Necessidade da Reencarnação

25. A encarnação é uma punição e somente os Espíritos culpados é que lhe estão sujeitos?
A passagem dos Espíritos pela vida corporal é necessária.
Através da encarnação, os Espíritos podem cumprir, por meio de uma ação material, os propósitos que Deus lhes confiou para serem executados.
Ela é necessária para bem deles mesmos, porque a atividade que se obrigam a exercer lhes desenvolve a inteligência.
Deus, sendo soberanamente justo, doa partes iguais a todos os seus filhos. Estabeleceu para todos um mesmo ponto de partida, a mesma aptidão, as mesmas obrigações a cumprir e a mesma liberdade de agir.
Qualquer privilégio seria uma preferência e toda preferência é uma injustiça.
A encarnação, porém, é para todos os Espíritos um estágio transitório. É uma tarefa que Deus lhes impõe, no seu início de vida, como primeira experiência do uso que farão de seu livre-arbítrio.
Os que desempenham com zelo essa tarefa, alcançam rapidamente e menos penosamente os primeiros degraus da iniciação e gozam mais cedo o fruto de seus labores.
Aqueles, porém, que usam mal a liberdade que Deus lhes concede, retardam a sua própria evolução. Se se obstinarem nesse mau uso, eles terão prolongada indefinidamente a necessidade de se reencarnarem e é quando a encarnação lhes parece um castigo (Luís, 1859).
26. Observação. – Uma comparação vulgar permitirá que melhor se compreenda a diferença acima. Nenhum escolar chega aos estudos da Ciência, se não se submeter à série de classes que lhe abrirão esses estudos. Essas classes, qualquer seja a atividade que lhe exijam, são simplesmente um meio para o estudante alcançar seu fim, não sendo, por isso, nenhuma espécie de punição. O estudante aplicado abrevia o caminho a percorrer e nele encontra, por isso, menos espinhos. O estudante negligente, porém, obriga-se a repetir-se pelas mesmas classes.
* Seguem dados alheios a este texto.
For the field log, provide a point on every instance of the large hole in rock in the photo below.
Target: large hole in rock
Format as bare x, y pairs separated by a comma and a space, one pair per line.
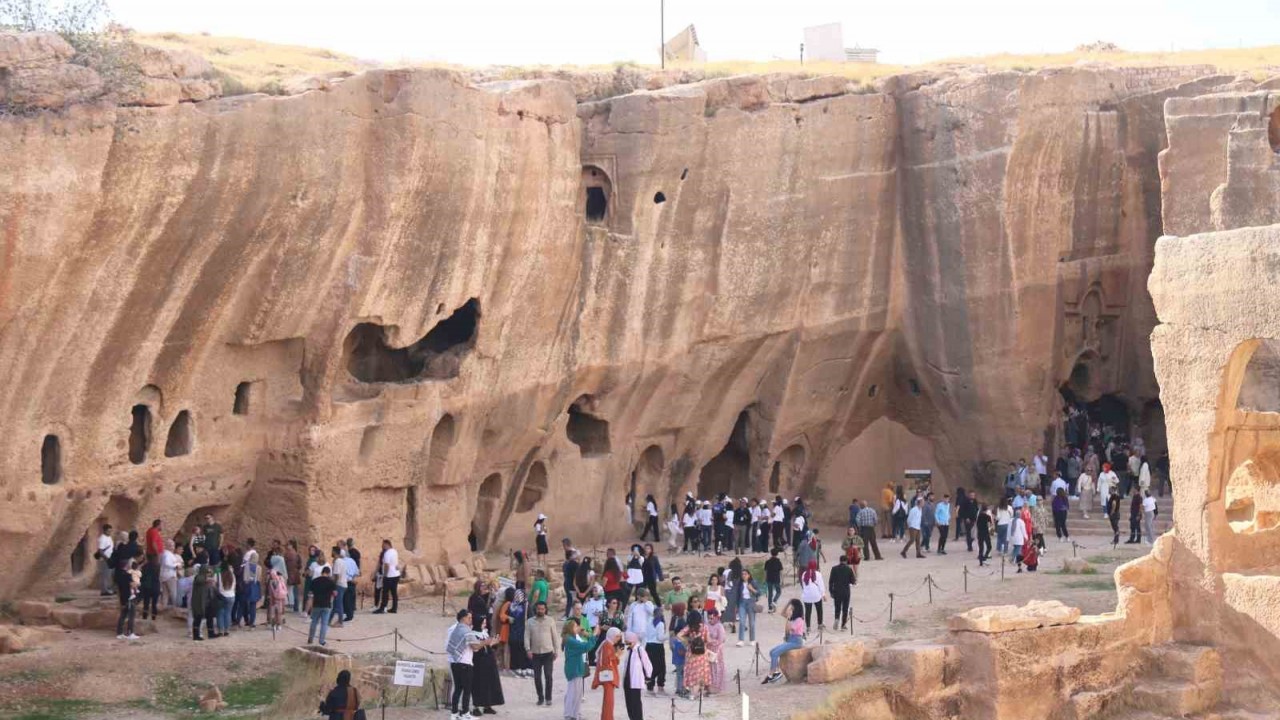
51, 460
588, 432
140, 434
181, 436
535, 488
437, 356
487, 506
730, 470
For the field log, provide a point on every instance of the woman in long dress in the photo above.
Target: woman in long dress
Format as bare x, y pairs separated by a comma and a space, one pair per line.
716, 637
485, 680
607, 671
698, 670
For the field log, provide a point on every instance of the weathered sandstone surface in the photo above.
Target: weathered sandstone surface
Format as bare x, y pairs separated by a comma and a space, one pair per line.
403, 304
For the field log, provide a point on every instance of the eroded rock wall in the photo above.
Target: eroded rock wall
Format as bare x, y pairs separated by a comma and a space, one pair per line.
777, 265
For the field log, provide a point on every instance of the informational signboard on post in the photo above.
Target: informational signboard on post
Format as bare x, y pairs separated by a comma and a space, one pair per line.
410, 674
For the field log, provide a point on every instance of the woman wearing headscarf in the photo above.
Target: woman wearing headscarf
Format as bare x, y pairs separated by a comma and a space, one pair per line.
607, 671
485, 679
343, 700
813, 589
716, 638
698, 670
635, 668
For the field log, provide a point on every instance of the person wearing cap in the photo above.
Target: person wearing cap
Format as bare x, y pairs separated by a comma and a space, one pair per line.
540, 540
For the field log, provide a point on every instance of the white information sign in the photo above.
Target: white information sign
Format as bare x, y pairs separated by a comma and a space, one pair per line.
410, 674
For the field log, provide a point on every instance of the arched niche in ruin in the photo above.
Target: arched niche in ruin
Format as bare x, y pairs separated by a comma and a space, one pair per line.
437, 356
443, 438
487, 509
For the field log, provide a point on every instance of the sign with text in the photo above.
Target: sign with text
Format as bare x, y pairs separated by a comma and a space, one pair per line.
410, 674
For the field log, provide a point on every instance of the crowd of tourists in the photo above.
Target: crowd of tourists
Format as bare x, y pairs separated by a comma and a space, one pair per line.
222, 586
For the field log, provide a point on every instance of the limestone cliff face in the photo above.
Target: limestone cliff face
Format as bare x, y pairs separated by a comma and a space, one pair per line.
407, 304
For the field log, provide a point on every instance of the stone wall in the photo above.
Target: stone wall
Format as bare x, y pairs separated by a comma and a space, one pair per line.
406, 302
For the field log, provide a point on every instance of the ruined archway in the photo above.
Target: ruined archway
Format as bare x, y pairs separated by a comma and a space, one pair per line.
730, 472
442, 445
487, 509
438, 355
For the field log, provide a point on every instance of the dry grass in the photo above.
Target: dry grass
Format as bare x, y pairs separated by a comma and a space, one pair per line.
251, 65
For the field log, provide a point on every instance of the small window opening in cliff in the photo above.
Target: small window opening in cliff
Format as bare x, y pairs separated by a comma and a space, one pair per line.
728, 472
437, 356
140, 434
243, 399
411, 519
588, 432
179, 436
51, 460
535, 488
487, 506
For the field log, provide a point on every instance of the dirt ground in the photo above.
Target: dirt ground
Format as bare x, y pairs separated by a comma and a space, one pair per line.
90, 675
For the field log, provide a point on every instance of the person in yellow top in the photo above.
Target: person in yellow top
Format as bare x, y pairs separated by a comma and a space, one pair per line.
887, 496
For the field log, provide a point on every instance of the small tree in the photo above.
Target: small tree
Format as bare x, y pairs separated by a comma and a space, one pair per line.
87, 27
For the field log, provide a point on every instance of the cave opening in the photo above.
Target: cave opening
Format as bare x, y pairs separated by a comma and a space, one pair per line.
51, 460
140, 434
411, 519
243, 395
181, 436
438, 355
588, 432
487, 505
535, 488
730, 470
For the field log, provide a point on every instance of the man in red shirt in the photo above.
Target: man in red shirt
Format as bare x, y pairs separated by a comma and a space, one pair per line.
154, 542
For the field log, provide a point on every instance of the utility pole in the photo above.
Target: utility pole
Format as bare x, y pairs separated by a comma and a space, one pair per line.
662, 33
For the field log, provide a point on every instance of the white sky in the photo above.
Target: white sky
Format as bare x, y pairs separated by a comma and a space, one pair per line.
478, 32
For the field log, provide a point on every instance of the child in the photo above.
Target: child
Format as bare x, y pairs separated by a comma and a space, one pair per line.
677, 647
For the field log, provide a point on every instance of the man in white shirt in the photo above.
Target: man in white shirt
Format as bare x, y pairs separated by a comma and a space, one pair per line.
105, 546
169, 568
391, 579
913, 527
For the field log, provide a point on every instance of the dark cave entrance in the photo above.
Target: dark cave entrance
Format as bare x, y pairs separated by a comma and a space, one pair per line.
437, 356
140, 434
588, 432
730, 470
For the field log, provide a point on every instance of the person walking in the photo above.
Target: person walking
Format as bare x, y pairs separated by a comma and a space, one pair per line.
635, 670
650, 523
323, 589
576, 645
942, 516
1061, 505
773, 578
1148, 516
867, 528
698, 670
607, 671
656, 647
1112, 510
841, 588
543, 643
391, 579
984, 522
913, 524
792, 638
748, 595
485, 679
460, 652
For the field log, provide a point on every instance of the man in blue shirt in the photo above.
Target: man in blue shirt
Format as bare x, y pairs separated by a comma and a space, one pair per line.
942, 516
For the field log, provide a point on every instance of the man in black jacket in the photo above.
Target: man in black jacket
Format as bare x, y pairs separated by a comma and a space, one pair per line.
840, 583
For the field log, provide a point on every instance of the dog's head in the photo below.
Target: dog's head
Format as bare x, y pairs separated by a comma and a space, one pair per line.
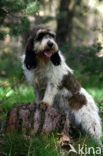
41, 45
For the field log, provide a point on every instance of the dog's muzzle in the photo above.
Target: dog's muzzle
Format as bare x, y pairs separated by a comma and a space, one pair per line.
48, 51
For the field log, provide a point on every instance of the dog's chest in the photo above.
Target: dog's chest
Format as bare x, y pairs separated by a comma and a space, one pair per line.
41, 77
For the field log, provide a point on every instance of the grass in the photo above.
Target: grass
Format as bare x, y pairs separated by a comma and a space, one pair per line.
13, 89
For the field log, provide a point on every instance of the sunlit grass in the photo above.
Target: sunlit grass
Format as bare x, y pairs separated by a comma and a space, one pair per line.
18, 94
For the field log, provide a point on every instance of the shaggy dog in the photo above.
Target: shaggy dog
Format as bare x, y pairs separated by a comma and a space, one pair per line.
54, 82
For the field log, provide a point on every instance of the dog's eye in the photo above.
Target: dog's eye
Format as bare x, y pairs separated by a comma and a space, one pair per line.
52, 35
40, 36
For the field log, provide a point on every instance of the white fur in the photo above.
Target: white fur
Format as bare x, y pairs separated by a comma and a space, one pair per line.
48, 78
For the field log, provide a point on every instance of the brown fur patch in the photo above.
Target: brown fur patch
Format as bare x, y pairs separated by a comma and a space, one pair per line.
71, 83
77, 100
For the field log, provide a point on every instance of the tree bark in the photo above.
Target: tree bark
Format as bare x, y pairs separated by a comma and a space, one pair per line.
65, 21
32, 119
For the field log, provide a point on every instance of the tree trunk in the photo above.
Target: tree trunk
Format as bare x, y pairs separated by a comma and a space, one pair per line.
33, 119
65, 21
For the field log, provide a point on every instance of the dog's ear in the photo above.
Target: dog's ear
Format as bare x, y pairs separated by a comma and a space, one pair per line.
55, 58
30, 57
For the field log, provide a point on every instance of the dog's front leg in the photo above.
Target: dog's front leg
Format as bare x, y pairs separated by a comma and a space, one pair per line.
49, 95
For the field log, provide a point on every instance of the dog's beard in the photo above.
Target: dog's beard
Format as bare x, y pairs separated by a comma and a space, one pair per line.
43, 50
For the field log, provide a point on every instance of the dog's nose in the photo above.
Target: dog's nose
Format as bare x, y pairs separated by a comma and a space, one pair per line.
50, 44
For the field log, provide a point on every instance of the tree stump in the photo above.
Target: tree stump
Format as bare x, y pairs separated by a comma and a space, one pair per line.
32, 119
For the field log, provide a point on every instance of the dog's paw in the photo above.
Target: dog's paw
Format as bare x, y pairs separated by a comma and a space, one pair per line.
43, 105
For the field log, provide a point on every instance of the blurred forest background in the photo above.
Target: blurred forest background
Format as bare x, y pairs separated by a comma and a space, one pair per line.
79, 28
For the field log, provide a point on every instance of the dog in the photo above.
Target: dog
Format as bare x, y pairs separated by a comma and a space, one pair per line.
54, 83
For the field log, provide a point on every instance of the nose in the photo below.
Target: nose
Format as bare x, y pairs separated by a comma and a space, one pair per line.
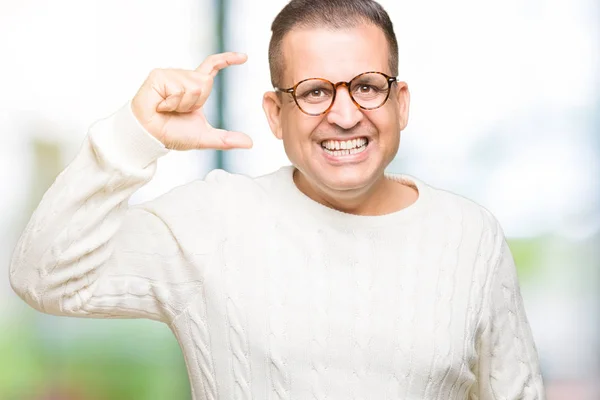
344, 113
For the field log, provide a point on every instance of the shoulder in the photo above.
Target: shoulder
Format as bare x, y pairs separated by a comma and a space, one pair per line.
458, 210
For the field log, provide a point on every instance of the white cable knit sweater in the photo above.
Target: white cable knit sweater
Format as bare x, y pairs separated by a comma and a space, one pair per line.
274, 296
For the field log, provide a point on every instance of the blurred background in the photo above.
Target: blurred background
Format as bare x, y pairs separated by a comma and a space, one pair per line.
505, 110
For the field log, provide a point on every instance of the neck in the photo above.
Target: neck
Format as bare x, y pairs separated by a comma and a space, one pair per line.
381, 197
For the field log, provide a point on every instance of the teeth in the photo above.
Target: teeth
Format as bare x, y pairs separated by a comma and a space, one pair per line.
349, 147
335, 145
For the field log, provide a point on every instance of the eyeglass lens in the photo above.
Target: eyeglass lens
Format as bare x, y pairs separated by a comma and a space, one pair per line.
314, 96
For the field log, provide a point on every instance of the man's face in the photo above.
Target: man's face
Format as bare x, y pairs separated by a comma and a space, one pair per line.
338, 55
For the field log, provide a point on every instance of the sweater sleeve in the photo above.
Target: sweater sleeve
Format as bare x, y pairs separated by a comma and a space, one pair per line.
508, 366
86, 253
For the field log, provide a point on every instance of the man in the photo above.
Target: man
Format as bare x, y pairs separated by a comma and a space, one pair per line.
325, 279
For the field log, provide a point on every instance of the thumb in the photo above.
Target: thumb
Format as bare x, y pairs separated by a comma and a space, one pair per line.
222, 139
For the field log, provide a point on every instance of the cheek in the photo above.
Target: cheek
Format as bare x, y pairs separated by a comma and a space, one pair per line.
387, 124
298, 127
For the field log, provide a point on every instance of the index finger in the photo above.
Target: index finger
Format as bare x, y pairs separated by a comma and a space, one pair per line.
216, 62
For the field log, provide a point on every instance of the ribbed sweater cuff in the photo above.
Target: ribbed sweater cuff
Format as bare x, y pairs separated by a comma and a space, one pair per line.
123, 138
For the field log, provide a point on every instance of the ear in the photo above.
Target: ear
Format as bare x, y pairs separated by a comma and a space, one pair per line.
272, 108
402, 100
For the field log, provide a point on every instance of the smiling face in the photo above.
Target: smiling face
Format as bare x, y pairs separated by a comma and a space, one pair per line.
343, 153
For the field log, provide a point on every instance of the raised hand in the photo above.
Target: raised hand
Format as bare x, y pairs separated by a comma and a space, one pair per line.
169, 105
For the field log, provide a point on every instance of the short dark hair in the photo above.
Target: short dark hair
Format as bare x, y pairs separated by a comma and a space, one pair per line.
335, 14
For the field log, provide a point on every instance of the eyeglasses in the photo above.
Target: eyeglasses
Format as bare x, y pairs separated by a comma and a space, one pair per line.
315, 96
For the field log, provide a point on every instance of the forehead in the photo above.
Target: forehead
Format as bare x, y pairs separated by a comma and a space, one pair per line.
334, 54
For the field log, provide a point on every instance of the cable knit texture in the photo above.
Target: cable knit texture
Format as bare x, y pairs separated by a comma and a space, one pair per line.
274, 296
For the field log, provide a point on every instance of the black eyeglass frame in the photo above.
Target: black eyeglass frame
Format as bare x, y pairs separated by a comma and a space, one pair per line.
292, 91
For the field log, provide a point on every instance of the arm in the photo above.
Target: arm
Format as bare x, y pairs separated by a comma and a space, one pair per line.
86, 253
508, 365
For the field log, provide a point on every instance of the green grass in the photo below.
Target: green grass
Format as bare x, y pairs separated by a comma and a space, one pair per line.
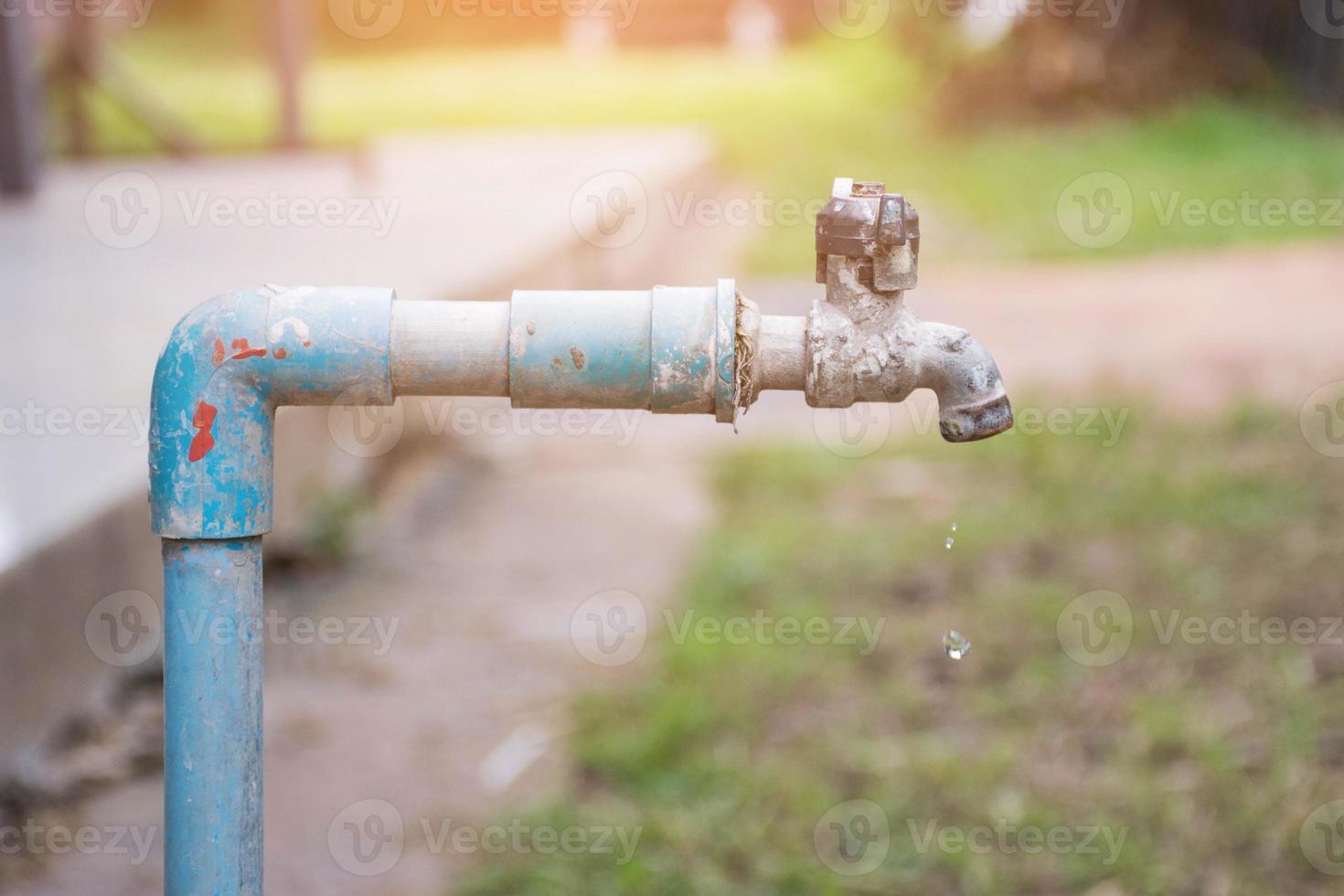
1207, 756
785, 128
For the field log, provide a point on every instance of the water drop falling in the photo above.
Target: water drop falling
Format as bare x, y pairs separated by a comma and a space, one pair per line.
955, 645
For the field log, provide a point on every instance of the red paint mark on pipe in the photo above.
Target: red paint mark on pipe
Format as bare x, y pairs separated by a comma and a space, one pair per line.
242, 349
203, 423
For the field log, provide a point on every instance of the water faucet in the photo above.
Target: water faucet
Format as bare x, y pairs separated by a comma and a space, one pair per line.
860, 343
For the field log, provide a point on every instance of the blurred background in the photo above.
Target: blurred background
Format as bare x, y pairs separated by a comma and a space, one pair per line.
603, 653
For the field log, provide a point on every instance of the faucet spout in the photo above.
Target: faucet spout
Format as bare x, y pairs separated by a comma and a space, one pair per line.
972, 402
860, 343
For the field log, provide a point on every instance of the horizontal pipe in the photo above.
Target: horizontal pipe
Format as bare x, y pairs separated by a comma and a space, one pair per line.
780, 361
451, 348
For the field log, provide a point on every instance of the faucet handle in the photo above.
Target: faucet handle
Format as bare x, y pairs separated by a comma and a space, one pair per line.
882, 229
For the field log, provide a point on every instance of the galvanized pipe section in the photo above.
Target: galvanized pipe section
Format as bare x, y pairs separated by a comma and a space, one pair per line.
212, 675
780, 361
451, 348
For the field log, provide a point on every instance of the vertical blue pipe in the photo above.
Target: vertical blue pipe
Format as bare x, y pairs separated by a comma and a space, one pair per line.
212, 744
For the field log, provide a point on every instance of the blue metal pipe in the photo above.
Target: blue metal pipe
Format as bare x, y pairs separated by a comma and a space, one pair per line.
212, 675
226, 368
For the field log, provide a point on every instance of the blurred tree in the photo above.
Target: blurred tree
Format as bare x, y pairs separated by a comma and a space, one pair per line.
1131, 54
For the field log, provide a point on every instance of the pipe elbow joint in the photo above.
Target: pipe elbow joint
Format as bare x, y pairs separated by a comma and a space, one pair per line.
226, 367
972, 402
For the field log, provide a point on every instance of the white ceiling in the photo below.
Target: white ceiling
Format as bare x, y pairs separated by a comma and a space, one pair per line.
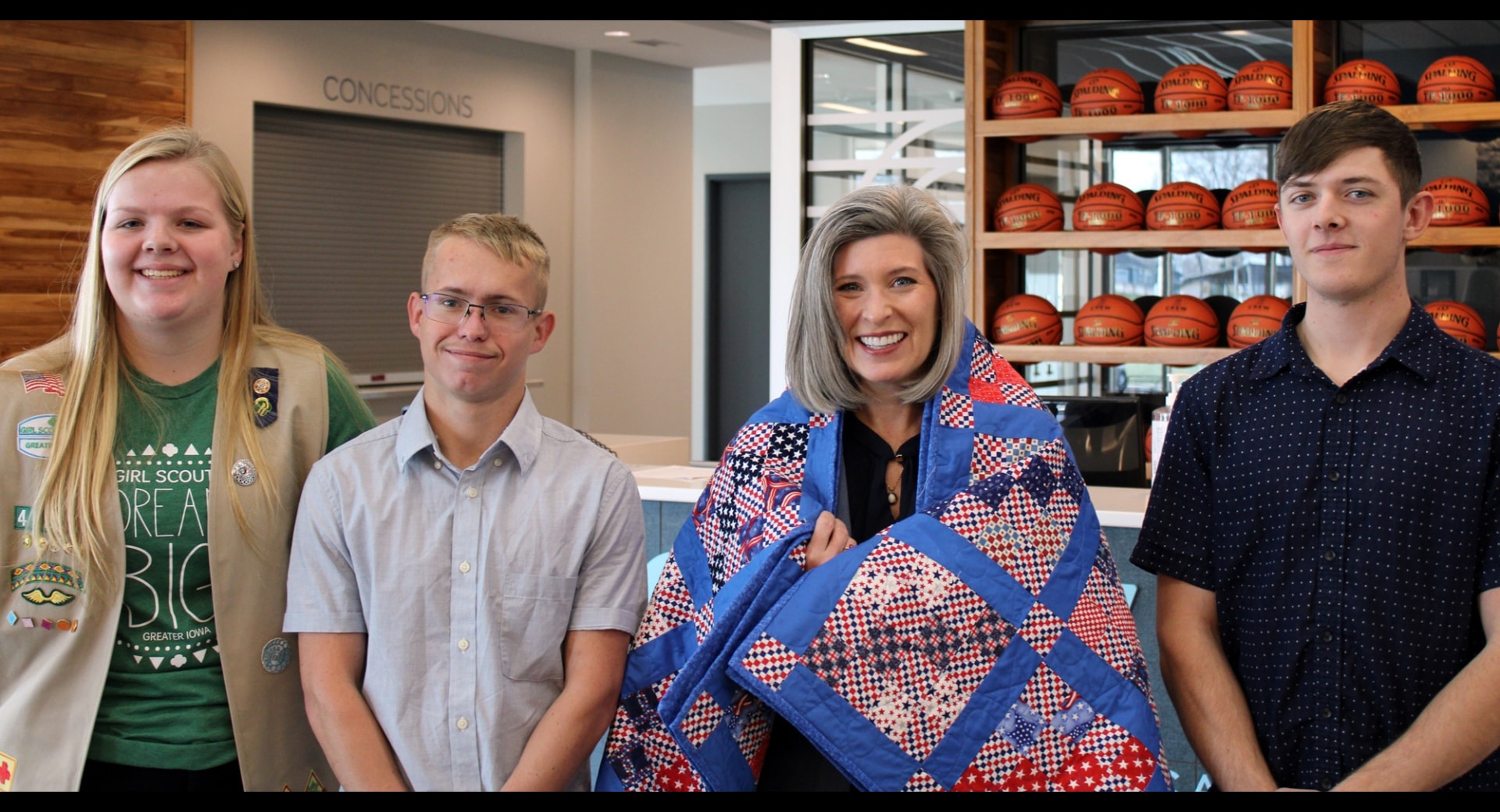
680, 42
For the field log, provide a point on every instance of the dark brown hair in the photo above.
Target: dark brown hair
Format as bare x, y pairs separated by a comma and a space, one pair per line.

Para estes, não é o trabalho da classe que parece uma punição, mas a obrigação de recomeçar o mesmo trabalho que não executou bem.
O mesmo acontece com o homem sobre a Terra.
O espírito do selvagem, que está apenas no início da vida espiritual, tem na encarnação o meio de desenvolver a sua inteligência.
O homem esclarecido, porém, em que o senso moral está mais largamente desenvolvido, quando é obrigado a percorrer as etapas de uma vida corporal plena de angústias, quando já poderia ter chegado ao fim, sente isso como um castigo, pela necessidade que vê em prolongar a sua permanência em mundos inferiores e infelizes.
Aquele, contudo, que trabalha ativamente para o seu progresso moral pode abreviar a duração da encarnação material.
Pode também transpor de uma só vez os graus intermediários que o separam dos mundos superiores.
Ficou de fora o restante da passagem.